Elara-Cortex Technical Report · TR-2026-01 · 9 June 2026

The Speed–Quality Frontier in Vehicle Routing:
Benchmarking the Elara Route Engine on CVRPLIB,
Solomon, and Gehring–Homberger Instances

K. Lekola. Elara-Cortex, Johannesburg · route.elara-cortex.com

Abstract. We benchmark the Elara Route engine, a proprietary energy-descent vehicle-routing solver, against the research community's published best-known solutions on the CVRPLIB X-instances (capacitated VRP) and the Solomon / Gehring–Homberger instances (VRP with hard time windows), and head-to-head against Google OR-Tools with guided local search. On nine X-instances (100–512 customers), Elara reaches a mean gap of 3.05% to best-known in ≤5 seconds of single-threaded CPython and beats Google OR-Tools on every instance (OR-Tools 3.6–16%), with the margin widening on the hardest instances. On instances small enough for an exact solver to prove optimality, Elara reaches the Z3-certified global optimum on 5 of 5. On five time-window instances it attains a mean distance gap of 3.1%, matching the best-known vehicle count on C101 and C1_2_1 at 0.2% distance. Every reported solution is published as a solution certificate - the explicit routes, so any reader can re-verify feasibility and cost against the public instances without access to the solver. We argue the operationally decisive metric for live fleets is not the final percent of optimality but the cost of re-optimisation under disturbance, where the same engine replans disturbed 100-stop multi-vehicle problems in approximately one millisecond.

1 · Introduction

Vehicle-routing research measures solvers by their gap to best-known solutions on standard instance sets. Operations measure something else: what happens to the plan at 09:40 when five stops cancel, two urgent collections appear, and a vehicle fails. A plan computed once at dawn, however close to optimal - degrades all day; a plan that can be recomputed on every disturbance holds its quality continuously. This report locates the Elara Route engine on both axes: the academic axis (gap to best-known at a stated time budget, against the strongest public solver) and the operational axis (time to replan).

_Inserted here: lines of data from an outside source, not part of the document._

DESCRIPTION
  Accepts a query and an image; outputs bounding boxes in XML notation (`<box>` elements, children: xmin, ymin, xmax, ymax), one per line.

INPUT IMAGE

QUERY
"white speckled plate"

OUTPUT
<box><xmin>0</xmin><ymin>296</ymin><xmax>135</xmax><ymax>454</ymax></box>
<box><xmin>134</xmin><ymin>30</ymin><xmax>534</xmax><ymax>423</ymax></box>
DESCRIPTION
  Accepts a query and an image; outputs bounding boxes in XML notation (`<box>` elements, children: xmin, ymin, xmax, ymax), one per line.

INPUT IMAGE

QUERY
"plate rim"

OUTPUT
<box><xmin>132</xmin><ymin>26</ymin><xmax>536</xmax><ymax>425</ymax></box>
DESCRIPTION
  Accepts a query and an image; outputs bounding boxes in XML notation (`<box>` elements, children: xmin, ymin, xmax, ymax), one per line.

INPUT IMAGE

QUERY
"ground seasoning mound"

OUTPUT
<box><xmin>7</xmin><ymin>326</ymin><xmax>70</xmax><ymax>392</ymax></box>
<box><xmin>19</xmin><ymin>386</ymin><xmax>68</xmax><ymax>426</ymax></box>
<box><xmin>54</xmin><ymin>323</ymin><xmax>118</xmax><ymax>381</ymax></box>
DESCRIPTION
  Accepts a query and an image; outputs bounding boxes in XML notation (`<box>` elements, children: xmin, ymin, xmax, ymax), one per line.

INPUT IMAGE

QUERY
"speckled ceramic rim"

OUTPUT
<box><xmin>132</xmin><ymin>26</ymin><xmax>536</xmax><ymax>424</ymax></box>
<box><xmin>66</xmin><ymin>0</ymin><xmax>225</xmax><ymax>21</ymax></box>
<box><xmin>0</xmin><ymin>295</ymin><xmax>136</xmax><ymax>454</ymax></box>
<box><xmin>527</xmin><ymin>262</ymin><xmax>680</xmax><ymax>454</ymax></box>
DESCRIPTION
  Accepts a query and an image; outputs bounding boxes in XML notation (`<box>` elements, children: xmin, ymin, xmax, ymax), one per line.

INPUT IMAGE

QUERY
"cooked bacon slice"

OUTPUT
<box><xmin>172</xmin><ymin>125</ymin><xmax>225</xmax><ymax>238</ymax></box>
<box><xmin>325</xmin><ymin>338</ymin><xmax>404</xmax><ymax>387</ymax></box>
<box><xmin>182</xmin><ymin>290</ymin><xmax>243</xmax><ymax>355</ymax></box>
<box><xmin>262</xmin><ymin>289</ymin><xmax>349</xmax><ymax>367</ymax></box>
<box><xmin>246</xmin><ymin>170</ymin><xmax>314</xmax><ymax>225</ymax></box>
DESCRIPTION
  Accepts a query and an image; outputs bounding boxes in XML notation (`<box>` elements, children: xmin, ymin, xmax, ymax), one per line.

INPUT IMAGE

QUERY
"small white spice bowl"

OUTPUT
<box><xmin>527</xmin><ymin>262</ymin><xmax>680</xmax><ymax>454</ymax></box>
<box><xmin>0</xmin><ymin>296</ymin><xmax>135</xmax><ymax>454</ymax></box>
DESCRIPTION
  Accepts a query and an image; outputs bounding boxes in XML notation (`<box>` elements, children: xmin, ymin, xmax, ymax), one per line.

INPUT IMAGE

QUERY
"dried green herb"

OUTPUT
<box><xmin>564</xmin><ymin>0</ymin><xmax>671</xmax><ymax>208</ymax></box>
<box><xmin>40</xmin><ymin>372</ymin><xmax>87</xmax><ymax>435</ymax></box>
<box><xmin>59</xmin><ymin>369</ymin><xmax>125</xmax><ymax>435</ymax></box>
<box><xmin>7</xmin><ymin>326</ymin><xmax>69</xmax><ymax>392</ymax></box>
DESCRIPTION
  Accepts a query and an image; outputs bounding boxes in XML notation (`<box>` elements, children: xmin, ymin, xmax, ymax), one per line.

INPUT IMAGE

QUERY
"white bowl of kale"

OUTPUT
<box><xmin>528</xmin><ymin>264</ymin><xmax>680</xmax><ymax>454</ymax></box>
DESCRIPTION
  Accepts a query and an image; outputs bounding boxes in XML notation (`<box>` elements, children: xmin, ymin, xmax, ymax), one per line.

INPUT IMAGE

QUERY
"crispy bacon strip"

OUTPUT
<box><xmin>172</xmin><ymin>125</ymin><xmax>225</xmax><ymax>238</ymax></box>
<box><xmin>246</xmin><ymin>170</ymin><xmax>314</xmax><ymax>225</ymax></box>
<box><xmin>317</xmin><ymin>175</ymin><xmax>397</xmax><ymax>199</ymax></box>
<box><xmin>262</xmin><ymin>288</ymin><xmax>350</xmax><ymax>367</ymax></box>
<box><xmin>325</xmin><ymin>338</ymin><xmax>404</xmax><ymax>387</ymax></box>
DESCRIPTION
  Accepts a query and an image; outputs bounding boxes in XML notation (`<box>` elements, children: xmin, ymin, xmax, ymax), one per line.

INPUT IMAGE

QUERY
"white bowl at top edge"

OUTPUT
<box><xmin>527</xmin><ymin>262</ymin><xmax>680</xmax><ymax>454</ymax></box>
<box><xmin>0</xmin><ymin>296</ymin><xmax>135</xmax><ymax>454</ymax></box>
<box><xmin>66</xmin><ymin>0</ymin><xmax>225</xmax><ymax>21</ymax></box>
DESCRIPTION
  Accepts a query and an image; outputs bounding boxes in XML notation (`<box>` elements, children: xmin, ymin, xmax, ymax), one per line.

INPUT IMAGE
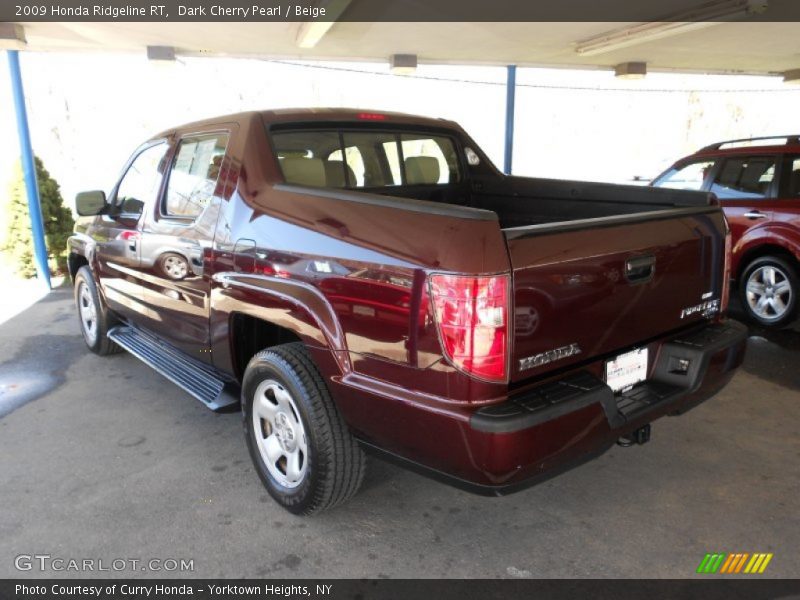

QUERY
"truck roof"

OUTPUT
<box><xmin>153</xmin><ymin>108</ymin><xmax>458</xmax><ymax>139</ymax></box>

2 · The engine, at the level we disclose

Elara Route is built on a proprietary mathematical framework in which candidate route transformations are evaluated as exact constant-time deltas within that framework, and a solution is reached as the composition of our engine's admissible improving steps from a constructive initial state, with bounded perturbation restarts inside a caller-set time budget. Two engineering properties follow and are externally observable: (i) evaluation cost per candidate move is independent of route length, which is why second-scale budgets suffice on hundreds of customers in pure CPython; and (ii) re-optimisation after a disturbance is the same operation as optimisation, which is why replanning costs milliseconds. The framework, its selection schedule, and its acceleration design are trade secrets of Elara-Cortex and are not disclosed here; this report's claims are constructed to be verifiable without them (§6).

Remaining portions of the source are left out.